How To Be More Creative
Creativity is not something you are necessarily born with or a skill that can’t be learned or honed. Best-selling author, world renowned blogger and one of the great marketing minds of a generation Seth Godin offers a roadmap to becoming more creative in a recent Tim Ferris Show podcast. Godin explains: “If you want to learn how to juggle, you have to drop an enormous amount of balls. If you want to learn how to swim, you have to sort of drown. If you want to learn how to be creative, you have to show me an enormous number of bad ideas. Pick the smallest region, domain, any segment you want. Start listing your bad ideas. Keep listing your bad ideas. Let’s prove that your bad ideas are not fatal. That’s part one.”
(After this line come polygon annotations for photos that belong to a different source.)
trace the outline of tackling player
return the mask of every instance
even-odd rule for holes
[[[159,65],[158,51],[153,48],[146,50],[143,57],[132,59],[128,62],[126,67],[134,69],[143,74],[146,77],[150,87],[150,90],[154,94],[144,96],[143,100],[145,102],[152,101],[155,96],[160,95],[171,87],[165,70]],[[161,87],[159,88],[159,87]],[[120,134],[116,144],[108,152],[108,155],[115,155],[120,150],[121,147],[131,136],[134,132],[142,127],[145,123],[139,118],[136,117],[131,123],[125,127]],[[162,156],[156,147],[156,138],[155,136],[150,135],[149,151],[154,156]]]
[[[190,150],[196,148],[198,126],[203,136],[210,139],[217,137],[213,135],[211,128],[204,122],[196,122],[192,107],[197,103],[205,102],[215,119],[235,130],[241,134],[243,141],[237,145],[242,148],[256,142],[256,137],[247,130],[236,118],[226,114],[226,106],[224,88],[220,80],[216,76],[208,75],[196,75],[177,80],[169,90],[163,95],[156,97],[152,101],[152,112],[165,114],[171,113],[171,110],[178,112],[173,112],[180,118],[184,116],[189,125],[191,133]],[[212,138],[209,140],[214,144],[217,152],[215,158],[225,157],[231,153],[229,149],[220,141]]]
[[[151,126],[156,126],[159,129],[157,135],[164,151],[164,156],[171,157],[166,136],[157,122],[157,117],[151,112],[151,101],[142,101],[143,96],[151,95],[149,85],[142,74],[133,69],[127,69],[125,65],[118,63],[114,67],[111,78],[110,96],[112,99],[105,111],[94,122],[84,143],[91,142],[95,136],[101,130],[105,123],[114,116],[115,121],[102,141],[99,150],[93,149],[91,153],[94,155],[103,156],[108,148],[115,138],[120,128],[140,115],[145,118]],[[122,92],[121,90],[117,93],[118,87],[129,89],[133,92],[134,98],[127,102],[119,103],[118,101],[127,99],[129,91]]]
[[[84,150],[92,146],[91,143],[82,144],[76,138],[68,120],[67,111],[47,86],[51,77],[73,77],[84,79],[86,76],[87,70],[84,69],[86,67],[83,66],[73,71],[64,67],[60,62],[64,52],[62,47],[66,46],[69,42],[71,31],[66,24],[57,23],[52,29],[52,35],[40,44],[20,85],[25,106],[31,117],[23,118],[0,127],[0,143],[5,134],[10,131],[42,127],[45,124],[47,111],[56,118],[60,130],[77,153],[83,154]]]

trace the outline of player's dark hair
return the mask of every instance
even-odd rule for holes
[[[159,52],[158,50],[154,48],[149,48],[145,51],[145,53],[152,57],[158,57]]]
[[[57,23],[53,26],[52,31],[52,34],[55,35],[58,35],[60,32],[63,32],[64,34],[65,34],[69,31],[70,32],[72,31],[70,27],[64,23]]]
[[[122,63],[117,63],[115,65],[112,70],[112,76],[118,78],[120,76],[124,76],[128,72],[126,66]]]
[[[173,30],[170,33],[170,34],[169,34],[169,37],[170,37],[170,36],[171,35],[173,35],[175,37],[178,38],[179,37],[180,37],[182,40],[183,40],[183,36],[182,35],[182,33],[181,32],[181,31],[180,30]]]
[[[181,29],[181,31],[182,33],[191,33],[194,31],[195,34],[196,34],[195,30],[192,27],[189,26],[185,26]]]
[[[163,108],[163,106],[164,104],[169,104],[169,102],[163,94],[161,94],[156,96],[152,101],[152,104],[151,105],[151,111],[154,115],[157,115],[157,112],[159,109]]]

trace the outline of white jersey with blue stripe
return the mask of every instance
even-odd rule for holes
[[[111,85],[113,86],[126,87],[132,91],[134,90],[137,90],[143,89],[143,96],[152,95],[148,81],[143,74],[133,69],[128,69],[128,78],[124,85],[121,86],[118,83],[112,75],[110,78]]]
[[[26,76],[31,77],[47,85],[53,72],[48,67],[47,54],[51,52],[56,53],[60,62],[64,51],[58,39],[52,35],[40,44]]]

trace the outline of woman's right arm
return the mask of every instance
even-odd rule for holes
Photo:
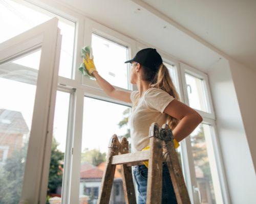
[[[96,79],[98,84],[108,95],[124,102],[132,103],[130,98],[131,91],[116,89],[111,84],[102,78],[97,71],[94,71],[92,74]]]

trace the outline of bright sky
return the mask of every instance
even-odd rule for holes
[[[6,4],[7,2],[9,4]],[[4,20],[1,20],[0,27],[6,28],[0,32],[0,42],[52,17],[46,14],[48,13],[45,12],[43,14],[11,1],[2,1],[0,2],[0,18]],[[8,21],[5,19],[8,19]],[[62,34],[59,75],[70,78],[74,24],[72,23],[68,24],[59,21],[59,27],[61,29]],[[113,85],[128,88],[126,64],[124,63],[127,60],[126,48],[95,35],[93,35],[92,46],[94,48],[93,53],[95,63],[100,74]],[[27,56],[22,56],[22,58],[12,62],[38,70],[40,54],[40,50],[38,50]],[[115,60],[113,60],[113,56],[115,56]],[[6,68],[8,67],[8,66],[4,65]],[[3,78],[7,77],[1,72],[3,67],[4,65],[0,66],[0,87],[5,87],[0,89],[0,109],[20,112],[30,129],[36,87],[25,83]],[[9,71],[11,70],[9,69]],[[20,74],[24,71],[24,70],[18,70],[15,73],[18,74],[18,78],[22,79]],[[9,76],[14,73],[13,71],[10,72]],[[186,80],[193,90],[193,95],[189,96],[189,103],[192,106],[196,107],[196,106],[199,104],[199,95],[196,88],[196,81],[194,78],[189,77],[186,78]],[[62,151],[65,151],[67,137],[69,95],[58,91],[56,97],[53,134],[60,144],[58,148]],[[110,139],[114,134],[121,136],[127,132],[129,127],[125,126],[120,129],[117,124],[123,119],[122,113],[127,108],[85,97],[82,150],[86,147],[89,149],[96,148],[102,152],[107,151]],[[0,144],[1,142],[0,141]]]

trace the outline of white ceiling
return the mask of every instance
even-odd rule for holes
[[[256,1],[143,1],[233,59],[256,69]]]
[[[256,23],[253,23],[256,20],[256,1],[58,1],[205,72],[221,56],[200,42],[200,38],[256,70]],[[147,6],[151,6],[152,9]],[[170,20],[158,15],[159,12]],[[174,24],[172,20],[177,23]],[[177,29],[179,24],[199,38],[196,39],[188,32]]]

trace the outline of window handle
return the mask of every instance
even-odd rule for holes
[[[198,187],[196,187],[195,186],[193,186],[193,189],[194,192],[197,191],[198,193],[198,195],[199,197],[199,203],[202,203],[202,195],[201,195],[200,190]]]

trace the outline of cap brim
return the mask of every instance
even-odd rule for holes
[[[134,61],[134,60],[133,59],[132,59],[131,60],[128,60],[128,61],[126,61],[126,62],[124,62],[125,63],[127,63],[128,62],[132,62],[133,61]]]

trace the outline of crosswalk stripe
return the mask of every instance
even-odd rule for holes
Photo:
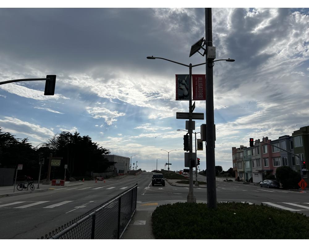
[[[301,210],[300,209],[294,209],[293,208],[290,208],[290,207],[284,207],[284,206],[281,206],[281,205],[279,205],[277,204],[275,204],[274,203],[271,203],[262,202],[262,203],[265,203],[265,204],[267,204],[270,206],[273,206],[273,207],[278,207],[279,208],[281,208],[282,209],[285,209],[286,210],[289,210],[289,211],[301,211]]]
[[[307,209],[309,209],[309,207],[303,206],[303,205],[300,205],[298,204],[296,204],[295,203],[285,203],[286,204],[288,204],[289,205],[292,205],[293,206],[296,206],[296,207],[303,207],[304,208],[307,208]]]
[[[5,207],[6,206],[8,206],[10,205],[13,205],[14,204],[17,204],[19,203],[25,203],[26,202],[15,202],[14,203],[8,203],[6,204],[3,204],[2,205],[0,205],[0,207]]]
[[[56,203],[55,204],[52,204],[51,205],[49,205],[49,206],[47,206],[47,207],[43,207],[43,208],[53,208],[56,207],[58,207],[58,206],[60,206],[61,205],[63,205],[64,204],[65,204],[66,203],[70,203],[71,202],[73,202],[73,201],[64,201],[63,202],[61,202],[61,203]]]
[[[39,204],[41,204],[42,203],[48,203],[49,202],[49,201],[42,201],[40,202],[37,202],[36,203],[31,203],[30,204],[27,204],[27,205],[24,205],[23,206],[20,206],[20,207],[14,207],[14,208],[25,208],[26,207],[32,207],[32,206],[34,206],[35,205],[37,205]]]

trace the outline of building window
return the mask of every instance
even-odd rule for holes
[[[302,158],[302,160],[304,160],[304,154],[303,153],[298,153],[298,155],[301,157]],[[298,158],[297,156],[295,156],[296,157],[296,165],[299,165],[300,164],[300,161],[299,160],[299,158]]]
[[[241,169],[243,168],[242,162],[239,162],[237,164],[237,168],[238,169]]]
[[[292,161],[292,165],[293,166],[295,166],[295,158],[294,156],[291,156],[291,159]]]
[[[291,150],[293,150],[294,149],[294,147],[293,146],[293,140],[291,140],[290,141],[290,148],[291,148]]]
[[[247,161],[245,164],[245,168],[250,168],[250,163],[249,161]]]
[[[263,153],[267,153],[267,146],[266,145],[263,145],[262,146],[263,147]]]
[[[294,146],[295,148],[297,147],[301,147],[303,146],[303,140],[302,137],[298,136],[294,137]]]
[[[273,164],[274,166],[280,166],[280,158],[274,158],[273,159]]]
[[[274,143],[273,145],[273,146],[272,146],[273,147],[273,153],[277,153],[280,151],[280,149],[277,147],[279,146],[279,143]],[[274,147],[274,146],[275,146]]]
[[[256,167],[261,167],[261,163],[260,161],[260,160],[259,159],[258,160],[256,160]]]
[[[264,167],[268,167],[268,158],[264,159]]]
[[[286,150],[286,144],[285,141],[280,142],[280,147],[282,149],[284,149],[285,150]]]

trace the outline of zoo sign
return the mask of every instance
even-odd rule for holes
[[[60,166],[61,160],[52,160],[51,166]]]

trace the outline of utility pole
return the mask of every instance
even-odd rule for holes
[[[205,31],[206,46],[212,46],[211,8],[205,8]],[[206,57],[206,170],[207,201],[209,208],[217,208],[214,156],[214,116],[213,60]]]
[[[192,65],[189,65],[189,157],[190,160],[190,173],[189,178],[189,194],[187,197],[187,201],[188,203],[196,203],[196,197],[193,192],[193,167],[191,165],[192,159]]]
Part two involves domain knowledge and genre. Godin defines genre as what to expect when someone encounters your work. He cites Earl Stanley Gardner’s Perry Mason novels as an example. Perry Mason fit neatly into the genre of mystery novels. However, they were nothing like Agatha Christie novels. Earl Stanley Gardner sold a quarter of a billion books by writing his own succinct, idiosyncratic, peculiar, particular books that clearly were in a genre.
What genre says is there’s a box and I can’t think outside the box because it’s dark, but on the edges of the box I have leverage. You’ve got to know what the box is before you can make a thing that is going to be seen as creative.
It is true that every once in a while an outsider shows up with something that nobody on the inside ever thought of, but that’s not usually what happens. What usually happens is someone who has good taste decides to be creative. Good taste means you know what your clients want 10 minutes before they do. That’s all. You can’t have good taste unless you have domain knowledge and understand the genre. So, if you combine those two things, shipping on the regular and good taste, you can be creative.